CAR insurance protects against damage in permanent and temporary works, as well as for the contractor’s plant and equipment. Typically taken out in the joint names of the parties, the effect is that, once it has paid out to one co-insured, the insurer cannot then subrogate against and recoup from any other that might be responsible.

Recently, the Court of Session’s Outer House was invited to revisit the relationship between contractual provisions and CAR insurance in SSE Generation Ltd vs Hochtief Solutions AG and another. Hochtief had been commissioned to design and build the Glendoe hydropower scheme above Loch Ness under an NEC2 ECC contract. Unfortunately, less than a year after opening, part of the headrace tunnel - which carries water from the reservoir to the turbines - collapsed following a rockfall.

Almost three years were needed to build a bypass tunnel and restore the station to full operation. Amidst all this, contractor and employer squabbled as to who was liable.

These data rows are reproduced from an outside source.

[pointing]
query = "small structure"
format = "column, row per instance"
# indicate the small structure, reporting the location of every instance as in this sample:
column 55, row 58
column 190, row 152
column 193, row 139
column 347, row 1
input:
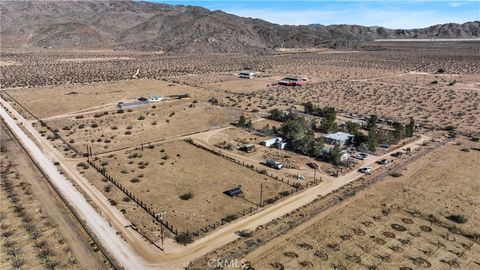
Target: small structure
column 249, row 148
column 233, row 192
column 281, row 145
column 246, row 74
column 274, row 164
column 155, row 99
column 339, row 138
column 292, row 80
column 272, row 142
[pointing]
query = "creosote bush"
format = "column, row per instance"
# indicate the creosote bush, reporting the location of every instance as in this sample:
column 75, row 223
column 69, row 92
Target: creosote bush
column 186, row 196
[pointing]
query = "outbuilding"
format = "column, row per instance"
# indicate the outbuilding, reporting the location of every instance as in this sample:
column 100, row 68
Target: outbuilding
column 271, row 142
column 339, row 138
column 246, row 74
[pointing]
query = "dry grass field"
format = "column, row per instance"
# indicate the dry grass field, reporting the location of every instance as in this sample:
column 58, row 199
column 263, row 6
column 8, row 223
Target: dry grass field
column 399, row 224
column 161, row 174
column 29, row 237
column 64, row 100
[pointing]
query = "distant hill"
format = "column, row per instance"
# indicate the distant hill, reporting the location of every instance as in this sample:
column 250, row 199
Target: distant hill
column 151, row 26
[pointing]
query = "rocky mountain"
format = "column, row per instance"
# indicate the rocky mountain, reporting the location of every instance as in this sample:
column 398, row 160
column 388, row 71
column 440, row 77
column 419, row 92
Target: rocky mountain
column 152, row 26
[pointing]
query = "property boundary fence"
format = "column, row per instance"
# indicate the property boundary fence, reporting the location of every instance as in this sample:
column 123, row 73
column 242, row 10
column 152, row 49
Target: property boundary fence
column 132, row 196
column 246, row 165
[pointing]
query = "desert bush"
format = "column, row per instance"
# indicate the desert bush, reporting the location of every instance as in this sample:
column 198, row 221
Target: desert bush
column 186, row 196
column 458, row 218
column 245, row 233
column 230, row 218
column 135, row 180
column 183, row 239
column 395, row 174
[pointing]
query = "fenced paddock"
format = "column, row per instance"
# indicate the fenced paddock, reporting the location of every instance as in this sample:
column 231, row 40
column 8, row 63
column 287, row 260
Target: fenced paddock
column 160, row 175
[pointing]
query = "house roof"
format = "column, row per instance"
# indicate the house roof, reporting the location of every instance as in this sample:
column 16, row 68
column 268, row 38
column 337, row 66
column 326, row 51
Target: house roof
column 339, row 136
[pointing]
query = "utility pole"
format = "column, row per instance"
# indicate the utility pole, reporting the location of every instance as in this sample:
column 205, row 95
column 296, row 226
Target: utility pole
column 162, row 235
column 261, row 194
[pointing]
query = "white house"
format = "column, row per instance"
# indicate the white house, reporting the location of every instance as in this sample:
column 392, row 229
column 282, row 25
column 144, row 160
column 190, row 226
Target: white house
column 155, row 99
column 339, row 138
column 272, row 141
column 246, row 74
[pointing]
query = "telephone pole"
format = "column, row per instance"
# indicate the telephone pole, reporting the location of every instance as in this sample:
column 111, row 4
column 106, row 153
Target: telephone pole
column 261, row 194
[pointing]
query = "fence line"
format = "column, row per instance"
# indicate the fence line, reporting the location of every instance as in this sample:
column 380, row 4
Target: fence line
column 137, row 200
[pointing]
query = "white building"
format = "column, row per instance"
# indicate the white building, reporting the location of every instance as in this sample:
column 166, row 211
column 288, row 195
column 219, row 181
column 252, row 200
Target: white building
column 246, row 74
column 339, row 138
column 272, row 141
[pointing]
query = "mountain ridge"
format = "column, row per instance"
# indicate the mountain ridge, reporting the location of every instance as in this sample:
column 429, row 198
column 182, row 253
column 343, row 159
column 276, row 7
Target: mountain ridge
column 185, row 29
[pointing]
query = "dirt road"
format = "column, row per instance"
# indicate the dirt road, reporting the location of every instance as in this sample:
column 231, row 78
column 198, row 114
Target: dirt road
column 65, row 223
column 135, row 253
column 103, row 231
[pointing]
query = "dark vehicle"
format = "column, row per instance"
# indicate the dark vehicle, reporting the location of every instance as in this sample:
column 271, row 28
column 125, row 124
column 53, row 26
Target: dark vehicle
column 366, row 170
column 361, row 156
column 274, row 164
column 383, row 162
column 312, row 165
column 397, row 154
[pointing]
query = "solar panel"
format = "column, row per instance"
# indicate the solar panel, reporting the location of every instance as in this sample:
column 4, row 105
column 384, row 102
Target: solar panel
column 233, row 192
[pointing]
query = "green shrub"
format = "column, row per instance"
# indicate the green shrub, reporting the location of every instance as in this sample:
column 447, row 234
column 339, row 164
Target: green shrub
column 183, row 239
column 186, row 196
column 458, row 218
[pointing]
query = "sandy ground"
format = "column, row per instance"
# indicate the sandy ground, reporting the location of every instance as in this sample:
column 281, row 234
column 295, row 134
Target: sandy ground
column 57, row 100
column 101, row 228
column 399, row 223
column 73, row 250
column 169, row 170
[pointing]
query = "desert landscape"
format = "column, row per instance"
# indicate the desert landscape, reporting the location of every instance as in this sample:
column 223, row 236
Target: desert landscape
column 140, row 135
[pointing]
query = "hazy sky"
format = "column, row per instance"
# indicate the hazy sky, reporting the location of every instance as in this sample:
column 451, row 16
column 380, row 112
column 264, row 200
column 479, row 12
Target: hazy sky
column 391, row 14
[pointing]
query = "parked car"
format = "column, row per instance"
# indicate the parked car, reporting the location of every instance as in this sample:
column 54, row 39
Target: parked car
column 397, row 154
column 361, row 156
column 312, row 165
column 365, row 170
column 383, row 161
column 274, row 164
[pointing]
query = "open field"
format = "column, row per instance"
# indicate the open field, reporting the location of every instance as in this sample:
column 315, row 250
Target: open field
column 400, row 224
column 161, row 174
column 45, row 102
column 36, row 230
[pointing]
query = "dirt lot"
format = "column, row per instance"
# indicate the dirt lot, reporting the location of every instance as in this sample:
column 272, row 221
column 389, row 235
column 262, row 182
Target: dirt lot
column 160, row 175
column 295, row 164
column 401, row 224
column 58, row 100
column 132, row 127
column 237, row 85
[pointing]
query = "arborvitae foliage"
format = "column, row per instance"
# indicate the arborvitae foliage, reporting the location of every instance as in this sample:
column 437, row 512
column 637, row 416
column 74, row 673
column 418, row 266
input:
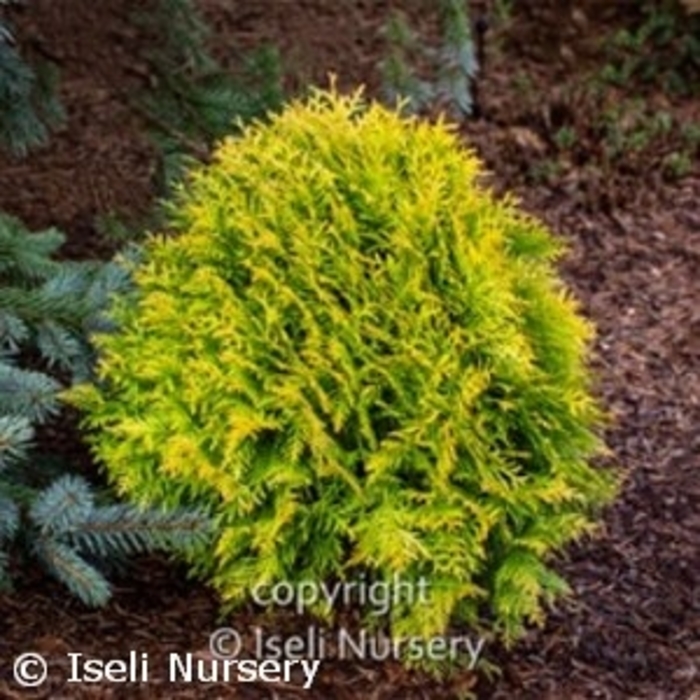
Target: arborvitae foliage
column 28, row 103
column 47, row 310
column 452, row 66
column 360, row 361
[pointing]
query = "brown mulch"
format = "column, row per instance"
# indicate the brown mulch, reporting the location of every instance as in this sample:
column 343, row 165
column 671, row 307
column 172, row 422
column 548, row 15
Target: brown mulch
column 631, row 628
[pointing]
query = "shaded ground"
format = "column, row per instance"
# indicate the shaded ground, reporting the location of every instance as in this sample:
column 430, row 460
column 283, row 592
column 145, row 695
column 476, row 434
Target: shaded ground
column 632, row 627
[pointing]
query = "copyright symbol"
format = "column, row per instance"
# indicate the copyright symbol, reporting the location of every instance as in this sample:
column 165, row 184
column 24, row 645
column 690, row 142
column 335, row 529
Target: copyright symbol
column 30, row 670
column 225, row 643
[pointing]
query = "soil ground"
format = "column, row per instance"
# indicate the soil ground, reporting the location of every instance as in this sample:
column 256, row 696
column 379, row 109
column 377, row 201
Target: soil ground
column 631, row 628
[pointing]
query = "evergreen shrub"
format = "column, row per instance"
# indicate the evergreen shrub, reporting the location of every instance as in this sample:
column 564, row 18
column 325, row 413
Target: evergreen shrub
column 48, row 512
column 361, row 363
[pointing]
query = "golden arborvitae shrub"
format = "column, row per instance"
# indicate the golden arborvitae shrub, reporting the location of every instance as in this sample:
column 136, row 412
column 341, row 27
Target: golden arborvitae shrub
column 360, row 361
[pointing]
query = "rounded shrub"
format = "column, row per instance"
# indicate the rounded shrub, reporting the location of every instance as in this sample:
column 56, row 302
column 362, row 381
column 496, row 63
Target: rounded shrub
column 363, row 364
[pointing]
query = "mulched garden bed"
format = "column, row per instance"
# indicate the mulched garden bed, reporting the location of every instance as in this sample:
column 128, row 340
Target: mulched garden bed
column 631, row 628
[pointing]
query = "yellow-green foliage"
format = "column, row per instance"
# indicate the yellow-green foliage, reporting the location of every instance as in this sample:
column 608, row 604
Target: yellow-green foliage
column 359, row 360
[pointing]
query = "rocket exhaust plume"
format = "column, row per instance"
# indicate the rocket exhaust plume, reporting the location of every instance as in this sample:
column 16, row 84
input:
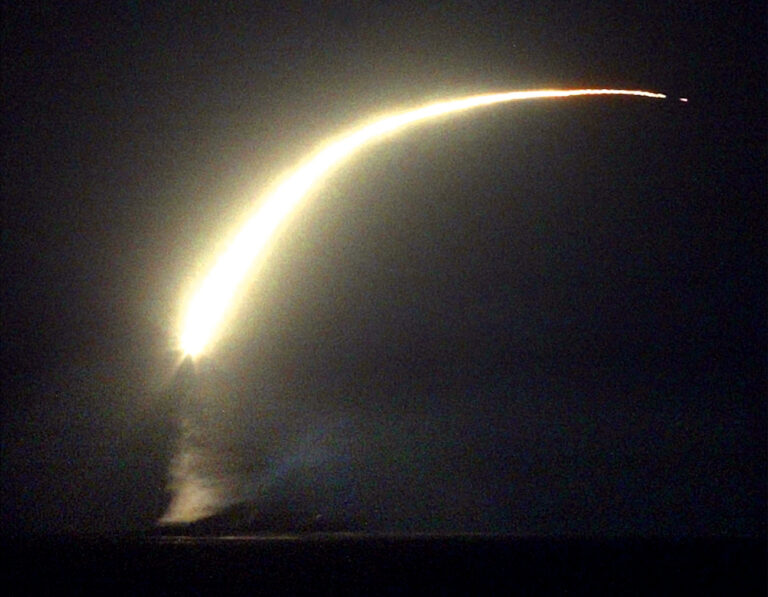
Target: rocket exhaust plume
column 208, row 305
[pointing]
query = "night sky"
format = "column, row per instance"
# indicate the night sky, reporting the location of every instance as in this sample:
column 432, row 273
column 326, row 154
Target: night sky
column 539, row 318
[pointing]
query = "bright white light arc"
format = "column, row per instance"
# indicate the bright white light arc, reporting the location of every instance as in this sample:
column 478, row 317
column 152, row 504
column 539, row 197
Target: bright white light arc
column 207, row 307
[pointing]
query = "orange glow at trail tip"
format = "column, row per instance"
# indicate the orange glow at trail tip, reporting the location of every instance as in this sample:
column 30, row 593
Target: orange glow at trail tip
column 206, row 307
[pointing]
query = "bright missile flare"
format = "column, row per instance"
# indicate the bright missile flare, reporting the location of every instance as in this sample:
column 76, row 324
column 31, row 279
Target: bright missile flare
column 208, row 305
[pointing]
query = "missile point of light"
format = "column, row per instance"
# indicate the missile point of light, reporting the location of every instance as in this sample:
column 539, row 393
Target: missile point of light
column 207, row 307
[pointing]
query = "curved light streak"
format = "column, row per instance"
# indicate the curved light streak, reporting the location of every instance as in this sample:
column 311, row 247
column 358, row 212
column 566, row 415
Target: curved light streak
column 208, row 305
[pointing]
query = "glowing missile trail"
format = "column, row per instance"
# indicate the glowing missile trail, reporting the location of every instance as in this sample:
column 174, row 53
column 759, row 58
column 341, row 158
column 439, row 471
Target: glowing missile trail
column 208, row 305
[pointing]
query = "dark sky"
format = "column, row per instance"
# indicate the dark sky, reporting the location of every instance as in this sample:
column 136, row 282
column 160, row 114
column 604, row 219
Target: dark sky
column 538, row 318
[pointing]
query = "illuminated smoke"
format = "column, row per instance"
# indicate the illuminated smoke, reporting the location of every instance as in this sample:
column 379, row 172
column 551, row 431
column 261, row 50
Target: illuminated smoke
column 209, row 304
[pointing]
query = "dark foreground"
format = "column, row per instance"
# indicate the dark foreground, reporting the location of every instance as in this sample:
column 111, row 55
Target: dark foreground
column 392, row 564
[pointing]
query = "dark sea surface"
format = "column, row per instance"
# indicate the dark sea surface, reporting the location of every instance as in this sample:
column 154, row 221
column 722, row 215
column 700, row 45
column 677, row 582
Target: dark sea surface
column 361, row 564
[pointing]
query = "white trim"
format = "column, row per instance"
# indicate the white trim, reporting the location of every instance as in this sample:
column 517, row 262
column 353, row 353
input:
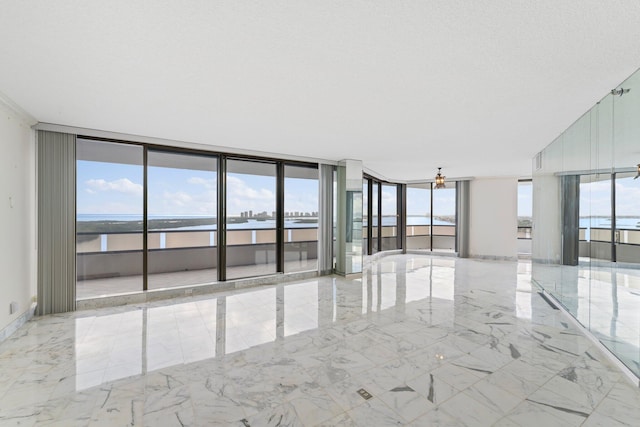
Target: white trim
column 19, row 111
column 52, row 127
column 12, row 327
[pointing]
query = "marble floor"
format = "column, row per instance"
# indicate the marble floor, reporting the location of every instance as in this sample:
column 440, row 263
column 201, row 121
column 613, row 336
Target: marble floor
column 418, row 340
column 604, row 298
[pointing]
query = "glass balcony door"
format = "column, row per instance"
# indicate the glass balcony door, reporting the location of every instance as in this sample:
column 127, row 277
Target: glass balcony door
column 181, row 219
column 251, row 218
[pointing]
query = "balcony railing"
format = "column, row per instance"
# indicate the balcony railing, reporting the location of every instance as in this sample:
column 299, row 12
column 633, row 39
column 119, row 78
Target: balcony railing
column 104, row 255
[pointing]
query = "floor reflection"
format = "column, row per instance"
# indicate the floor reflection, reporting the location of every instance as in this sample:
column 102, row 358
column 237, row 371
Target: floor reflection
column 604, row 297
column 433, row 340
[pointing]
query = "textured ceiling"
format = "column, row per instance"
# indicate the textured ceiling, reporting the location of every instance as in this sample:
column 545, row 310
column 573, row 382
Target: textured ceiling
column 477, row 87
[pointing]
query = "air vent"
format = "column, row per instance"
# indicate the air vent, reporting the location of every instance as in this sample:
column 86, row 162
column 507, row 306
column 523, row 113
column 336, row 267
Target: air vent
column 538, row 161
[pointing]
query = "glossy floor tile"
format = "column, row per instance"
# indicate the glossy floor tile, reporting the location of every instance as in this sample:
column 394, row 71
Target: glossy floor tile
column 604, row 297
column 418, row 341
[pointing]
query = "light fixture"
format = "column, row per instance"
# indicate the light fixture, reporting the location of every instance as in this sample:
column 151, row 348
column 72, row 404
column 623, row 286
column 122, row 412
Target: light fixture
column 440, row 180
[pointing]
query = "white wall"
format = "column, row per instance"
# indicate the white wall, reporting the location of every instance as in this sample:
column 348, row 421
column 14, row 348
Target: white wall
column 17, row 213
column 493, row 222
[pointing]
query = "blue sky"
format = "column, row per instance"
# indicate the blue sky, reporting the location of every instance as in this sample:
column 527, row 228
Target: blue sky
column 108, row 188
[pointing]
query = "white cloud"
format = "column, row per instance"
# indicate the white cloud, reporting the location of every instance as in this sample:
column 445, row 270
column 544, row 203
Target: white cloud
column 241, row 197
column 207, row 183
column 122, row 185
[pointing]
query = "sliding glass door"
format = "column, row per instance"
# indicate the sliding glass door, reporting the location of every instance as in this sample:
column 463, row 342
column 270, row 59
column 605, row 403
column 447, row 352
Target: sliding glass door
column 181, row 221
column 251, row 218
column 109, row 218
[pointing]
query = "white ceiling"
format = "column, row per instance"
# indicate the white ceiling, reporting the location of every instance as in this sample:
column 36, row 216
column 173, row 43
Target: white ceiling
column 477, row 87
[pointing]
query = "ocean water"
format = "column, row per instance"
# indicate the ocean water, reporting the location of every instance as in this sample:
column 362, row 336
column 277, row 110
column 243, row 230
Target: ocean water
column 251, row 224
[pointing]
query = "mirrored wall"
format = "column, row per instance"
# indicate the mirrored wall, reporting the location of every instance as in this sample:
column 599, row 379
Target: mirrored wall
column 586, row 221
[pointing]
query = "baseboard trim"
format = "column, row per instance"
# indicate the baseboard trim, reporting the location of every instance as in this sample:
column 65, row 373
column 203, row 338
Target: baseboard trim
column 17, row 323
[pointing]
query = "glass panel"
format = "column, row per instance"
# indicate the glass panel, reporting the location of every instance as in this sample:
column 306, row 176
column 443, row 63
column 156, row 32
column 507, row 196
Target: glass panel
column 525, row 216
column 600, row 147
column 419, row 216
column 109, row 200
column 365, row 216
column 181, row 206
column 389, row 217
column 374, row 218
column 622, row 328
column 444, row 218
column 251, row 226
column 300, row 218
column 595, row 216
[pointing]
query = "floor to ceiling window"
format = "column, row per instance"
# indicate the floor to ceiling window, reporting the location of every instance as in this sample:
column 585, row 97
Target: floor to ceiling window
column 148, row 217
column 375, row 216
column 419, row 216
column 181, row 206
column 431, row 217
column 389, row 220
column 365, row 216
column 444, row 218
column 525, row 216
column 109, row 218
column 300, row 218
column 251, row 218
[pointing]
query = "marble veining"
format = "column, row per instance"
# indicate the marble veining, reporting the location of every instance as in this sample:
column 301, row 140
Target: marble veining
column 434, row 340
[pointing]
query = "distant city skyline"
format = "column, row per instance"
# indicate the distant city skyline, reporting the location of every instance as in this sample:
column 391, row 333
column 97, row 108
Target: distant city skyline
column 116, row 189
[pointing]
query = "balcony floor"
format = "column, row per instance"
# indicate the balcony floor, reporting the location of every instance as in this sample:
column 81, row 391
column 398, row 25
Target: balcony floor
column 117, row 285
column 434, row 341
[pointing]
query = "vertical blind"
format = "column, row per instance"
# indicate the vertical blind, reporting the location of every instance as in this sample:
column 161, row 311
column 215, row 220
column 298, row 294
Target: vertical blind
column 56, row 222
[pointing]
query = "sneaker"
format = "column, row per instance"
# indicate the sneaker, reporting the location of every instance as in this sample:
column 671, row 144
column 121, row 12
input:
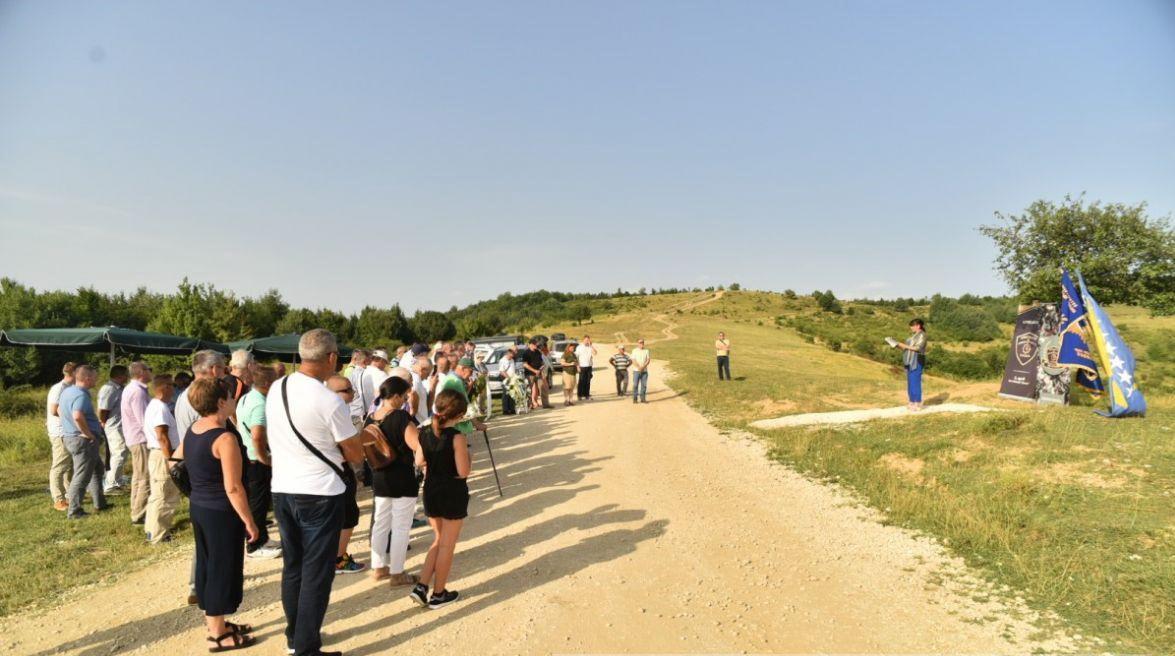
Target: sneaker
column 403, row 578
column 269, row 550
column 420, row 595
column 347, row 564
column 442, row 600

Typically taken out in the joint names of the parties, the effect is that, once construction all-risks has paid out to one co-insured, the insurer cannot then recoup from any other that might be responsible

SSE Generation wished to recover repair costs and lost earnings from electricity generation for the period the plant was closed. This amounted to over £130m, but Hochtief denied fault. Furthermore, it submitted that its employer should look to the CAR policy to recover its losses.

The contractor argued that the requirement in clause 83.1 of the agreement to indemnify the employer for contractor’s risks was supplanted by an obligation to maintain CAR insurance under clause 84. The policy was in joint names and, consequently, there was a general rule of law or an implied term that the parties would not sue each other in respect of an insured loss.

That didn’t wash at all. Lord Woolman considered the two to be discrete obligations. He underlined this by pointing to a special Z clause which limited the parties’ respective liabilities to the tender price. Why bother with a cap if the intention was only ever to rely on the insurance, he asked. SSE Generation
was allowed to proceed with its claim against Hochtief.

The case is a reminder of the courts’ stance that contract interpretation takes precedence when deciding where liabilities rest between the parties, regardless of the terms of any insurance. Engineering forms from FIDIC and IMechE are unambiguous on the issue but the clarification of the NEC2’s position is helpful for those contracts, such as the IChemE’s, which are less distinct.

How would Hochtief have fared under a JCT form? Well, the main JCT contracts simply require that the CAR policy addresses a defined list of specified perils, which fall to be employer’s risks. The contractor would escape liability.

While not expressly mentioned, rockfall would be insured against if it resulted from storm, flood, earthquake or another specified peril. Mythical lake monsters emerging from the depths, on the other hand? Chance would be a fine thing.